The root cause of the world's ecological problems is poverty, they said. In response to Prince Charles' attack on the Vatican this week for blocking attempts to put population on the Rio conference agenda, the bishops stressed that accelerating birth rates in the Third World will only fall if living standards rise.
An environmental team from the Holy See will attend the
forthcoming summit.
Prince Charles warned at a meeting in London that population growth and poverty must be addressed "in the same breath" if mankind is to live in harmony with the earth. "Sadly it seems that certain delegations are determined to prevent discussion of population growth," he said.
The bishops condemned as "too easy" the view of wealthy Western societies that "rapid population growth is in fact largely a symptom and effect of poverty rather than its cause".

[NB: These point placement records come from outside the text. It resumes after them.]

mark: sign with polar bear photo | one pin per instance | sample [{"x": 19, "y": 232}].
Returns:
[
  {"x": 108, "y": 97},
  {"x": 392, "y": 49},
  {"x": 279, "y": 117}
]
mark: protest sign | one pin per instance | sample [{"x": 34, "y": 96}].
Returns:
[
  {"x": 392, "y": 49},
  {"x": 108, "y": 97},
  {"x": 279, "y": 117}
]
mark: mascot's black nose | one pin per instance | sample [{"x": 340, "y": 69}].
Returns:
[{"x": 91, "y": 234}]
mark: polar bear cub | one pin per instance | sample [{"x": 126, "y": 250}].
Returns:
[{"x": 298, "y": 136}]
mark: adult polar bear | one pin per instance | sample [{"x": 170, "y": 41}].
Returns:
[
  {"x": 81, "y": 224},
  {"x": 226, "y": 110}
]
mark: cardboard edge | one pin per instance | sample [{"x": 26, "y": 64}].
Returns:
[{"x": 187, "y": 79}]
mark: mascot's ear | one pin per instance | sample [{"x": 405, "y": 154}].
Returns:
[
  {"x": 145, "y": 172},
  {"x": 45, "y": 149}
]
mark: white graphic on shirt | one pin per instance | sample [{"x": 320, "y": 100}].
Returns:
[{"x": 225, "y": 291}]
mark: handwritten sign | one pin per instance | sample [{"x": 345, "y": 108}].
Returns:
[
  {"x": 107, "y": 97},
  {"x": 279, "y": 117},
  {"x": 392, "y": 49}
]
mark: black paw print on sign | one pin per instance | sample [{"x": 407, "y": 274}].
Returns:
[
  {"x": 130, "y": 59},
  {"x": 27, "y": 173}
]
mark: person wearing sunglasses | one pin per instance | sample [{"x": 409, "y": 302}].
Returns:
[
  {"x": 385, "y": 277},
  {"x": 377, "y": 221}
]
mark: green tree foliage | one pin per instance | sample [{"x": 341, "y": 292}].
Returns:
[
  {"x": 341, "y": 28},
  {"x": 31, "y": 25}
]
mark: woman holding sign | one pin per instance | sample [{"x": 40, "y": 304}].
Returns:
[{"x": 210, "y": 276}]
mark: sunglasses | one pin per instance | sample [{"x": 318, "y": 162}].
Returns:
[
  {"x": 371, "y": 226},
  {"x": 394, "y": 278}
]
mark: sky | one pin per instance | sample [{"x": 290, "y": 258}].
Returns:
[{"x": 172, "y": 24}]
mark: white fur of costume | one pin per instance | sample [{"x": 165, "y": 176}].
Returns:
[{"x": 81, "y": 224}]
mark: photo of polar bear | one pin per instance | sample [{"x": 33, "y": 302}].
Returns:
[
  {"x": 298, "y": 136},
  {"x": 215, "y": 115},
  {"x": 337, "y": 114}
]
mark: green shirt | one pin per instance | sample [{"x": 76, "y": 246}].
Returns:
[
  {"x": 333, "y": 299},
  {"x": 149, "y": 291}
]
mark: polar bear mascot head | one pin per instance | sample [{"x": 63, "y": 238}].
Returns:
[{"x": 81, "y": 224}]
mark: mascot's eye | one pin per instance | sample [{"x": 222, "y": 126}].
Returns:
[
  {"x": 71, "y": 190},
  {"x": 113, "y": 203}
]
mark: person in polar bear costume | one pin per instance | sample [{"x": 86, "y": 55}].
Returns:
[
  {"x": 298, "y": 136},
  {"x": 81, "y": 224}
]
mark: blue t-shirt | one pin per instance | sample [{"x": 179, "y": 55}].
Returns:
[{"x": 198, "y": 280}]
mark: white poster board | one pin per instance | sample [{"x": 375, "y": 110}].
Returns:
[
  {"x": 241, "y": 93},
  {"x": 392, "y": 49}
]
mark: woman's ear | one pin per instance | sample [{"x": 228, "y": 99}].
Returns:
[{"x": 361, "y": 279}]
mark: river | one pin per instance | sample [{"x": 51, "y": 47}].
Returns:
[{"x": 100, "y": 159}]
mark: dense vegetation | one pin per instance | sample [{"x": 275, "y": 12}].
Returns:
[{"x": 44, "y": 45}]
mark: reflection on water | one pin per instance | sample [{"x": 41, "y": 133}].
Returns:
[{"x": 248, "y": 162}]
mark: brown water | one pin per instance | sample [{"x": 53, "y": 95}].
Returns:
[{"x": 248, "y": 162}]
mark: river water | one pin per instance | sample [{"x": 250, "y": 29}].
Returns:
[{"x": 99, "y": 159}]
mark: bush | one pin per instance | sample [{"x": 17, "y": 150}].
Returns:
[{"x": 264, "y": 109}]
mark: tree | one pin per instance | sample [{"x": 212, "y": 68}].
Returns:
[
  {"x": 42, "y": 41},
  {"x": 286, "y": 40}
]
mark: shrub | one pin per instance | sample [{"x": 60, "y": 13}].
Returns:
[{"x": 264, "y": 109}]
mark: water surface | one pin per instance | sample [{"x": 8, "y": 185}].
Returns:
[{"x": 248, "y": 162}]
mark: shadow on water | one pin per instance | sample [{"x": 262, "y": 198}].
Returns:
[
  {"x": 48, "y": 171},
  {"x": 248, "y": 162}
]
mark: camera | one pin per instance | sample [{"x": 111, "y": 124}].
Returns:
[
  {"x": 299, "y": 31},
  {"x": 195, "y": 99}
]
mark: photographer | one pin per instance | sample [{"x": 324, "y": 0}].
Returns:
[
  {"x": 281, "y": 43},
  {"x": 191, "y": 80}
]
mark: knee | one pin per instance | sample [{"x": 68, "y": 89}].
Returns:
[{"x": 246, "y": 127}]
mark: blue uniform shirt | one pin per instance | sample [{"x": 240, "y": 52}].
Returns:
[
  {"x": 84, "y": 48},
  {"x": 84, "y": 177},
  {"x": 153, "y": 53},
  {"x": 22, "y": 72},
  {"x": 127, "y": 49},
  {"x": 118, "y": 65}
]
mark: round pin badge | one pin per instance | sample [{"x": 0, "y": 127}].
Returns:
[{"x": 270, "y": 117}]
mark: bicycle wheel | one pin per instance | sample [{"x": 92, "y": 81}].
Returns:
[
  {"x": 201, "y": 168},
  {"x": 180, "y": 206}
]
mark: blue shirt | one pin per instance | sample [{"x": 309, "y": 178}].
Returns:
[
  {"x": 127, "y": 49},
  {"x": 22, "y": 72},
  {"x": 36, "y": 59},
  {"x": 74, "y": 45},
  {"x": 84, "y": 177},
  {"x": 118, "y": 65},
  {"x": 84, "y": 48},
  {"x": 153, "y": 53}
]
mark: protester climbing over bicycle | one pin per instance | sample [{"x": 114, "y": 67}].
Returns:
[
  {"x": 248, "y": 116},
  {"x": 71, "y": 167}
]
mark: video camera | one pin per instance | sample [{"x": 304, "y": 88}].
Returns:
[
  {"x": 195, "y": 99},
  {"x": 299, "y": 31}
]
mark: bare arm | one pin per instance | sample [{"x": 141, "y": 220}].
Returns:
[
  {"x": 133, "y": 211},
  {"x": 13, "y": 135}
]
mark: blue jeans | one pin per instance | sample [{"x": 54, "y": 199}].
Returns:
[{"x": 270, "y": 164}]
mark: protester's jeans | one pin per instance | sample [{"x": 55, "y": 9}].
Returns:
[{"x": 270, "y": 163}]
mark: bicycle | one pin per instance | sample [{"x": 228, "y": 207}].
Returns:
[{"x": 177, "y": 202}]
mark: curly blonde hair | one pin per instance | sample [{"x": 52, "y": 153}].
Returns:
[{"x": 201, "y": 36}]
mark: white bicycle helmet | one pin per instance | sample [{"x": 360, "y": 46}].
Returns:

The bishops also called on Mr Major's new government to take a radical lead at the conference in Brazil by implementing in full the United Nations target for aid to the Third World of 0.7 per cent of gross national product.
"Poverty destroys the conditions which favour stable family relations, and the freedom of men and women jointly, equally, deliberately, responsibly and morally to make decisions about when and how many children to have," said the bishops. They said that attempts by the richer countries of the North to impose population control on the South stigmatised Third World nations as "irresponsible or incompetent", while at the same time obscuring the West's responsibility for the poorer countries' "debilitating poverty".
"It is disproportionate consumption of resources which sucks in resources from the South on a scale and pattern which causes environmental degradation at source," the bishops warned.
A call from the Catholic Fund for Overseas Development (CAFOD) that "obstacles to sustainable development such as debt and unfair trade should be removed and that rich countries should accept their share of responsibility for problems such as global warming" was endorsed by the bishops' Low Week meeting.
"The bishops want to focus everyone's attention on the Rio de Janeiro summit and impress on them that it is poverty and underdevelopment that must be tackled. There are no free lunches when it comes to deciding the earth's future," said Nicholas Coote, assistant general secretary to the bishops' conference.
More than 30 religious leaders from across the world met in Brazil this week under the banner of the World Conference on Religion and Peace, in preparation for the Earth Summit. The leaders accused industrialised nations of uncontrolled pillaging of Latin America's human and natural resources.
The conference, led by retired Archbishop Angelo Fernandes of New Delhi, said in a statement that it supported "the peaceful organisations of indigenous peoples and marginalised groups in their efforts to find concrete solutions, such as agrarian reforms, to the conditions in which they live".
"The world will never find peace until our children are...safe from the dangers of poverty and disease and from the growing gap between the rich and poor within and among all countries."